If you compare genomes of parental plants with genomes from cross pools, you will find the relevant mutation in a k-mer stack. The stack will be missing from the parental plants, but present in the cross pool. If you compare two plants with different mutations in one and the same gene, you will see which new k-mer stack belongs to the same gene in both plants. “Our method is so robust that astonishingly few false positive results are produced,” says Schneeberger, commenting on the potential of NIKS. “The percentage of correctly identified mutations is well over 98 percent. And all this without the aid of a reference sequence.”

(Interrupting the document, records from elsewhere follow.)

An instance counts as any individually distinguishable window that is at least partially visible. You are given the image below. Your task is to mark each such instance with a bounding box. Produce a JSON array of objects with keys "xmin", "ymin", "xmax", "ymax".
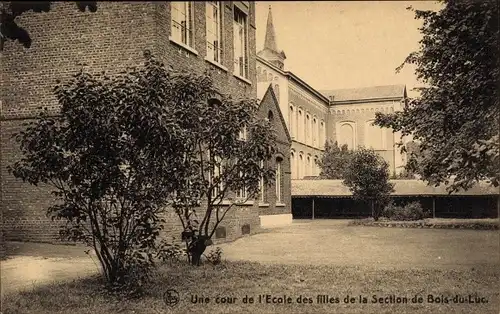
[
  {"xmin": 296, "ymin": 109, "xmax": 303, "ymax": 140},
  {"xmin": 208, "ymin": 157, "xmax": 224, "ymax": 199},
  {"xmin": 304, "ymin": 155, "xmax": 311, "ymax": 176},
  {"xmin": 233, "ymin": 7, "xmax": 248, "ymax": 77},
  {"xmin": 236, "ymin": 172, "xmax": 248, "ymax": 200},
  {"xmin": 365, "ymin": 120, "xmax": 385, "ymax": 150},
  {"xmin": 267, "ymin": 110, "xmax": 274, "ymax": 122},
  {"xmin": 337, "ymin": 122, "xmax": 355, "ymax": 149},
  {"xmin": 312, "ymin": 118, "xmax": 318, "ymax": 146},
  {"xmin": 276, "ymin": 159, "xmax": 282, "ymax": 204},
  {"xmin": 260, "ymin": 160, "xmax": 266, "ymax": 203},
  {"xmin": 304, "ymin": 115, "xmax": 310, "ymax": 144},
  {"xmin": 297, "ymin": 153, "xmax": 304, "ymax": 179},
  {"xmin": 206, "ymin": 1, "xmax": 222, "ymax": 63},
  {"xmin": 238, "ymin": 126, "xmax": 247, "ymax": 141},
  {"xmin": 319, "ymin": 121, "xmax": 326, "ymax": 148},
  {"xmin": 171, "ymin": 2, "xmax": 194, "ymax": 48}
]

The bioinformatics specialist and his team have tested the new method in different ways. First, well-known mutations in rice were confirmed. Schneeberger and Coupland then looked for unknown mutations in the alpine rockcress Arabis alpina. A special feature of this plant is that it normally only flowers once it has been exposed to the cold of winter. Maria Albani and George Coupland isolated a mutant that no longer depends on the cold stimulus. “Using NIKS, we found the causal mutation among more than 350 million bases. This shows that we can find new and relevant mutations without having to resort to using a reference sequence,” says Schneeberger. “The greatest value of NIKS will be in the ability to get to the relevant mutation faster in an unknown genome.” The scientists in Cologne even see a new field of work here, as many interesting phenotypes – e.g. the resistance to pests – only appear in species that are rarely studied and for which there are no reference sequences.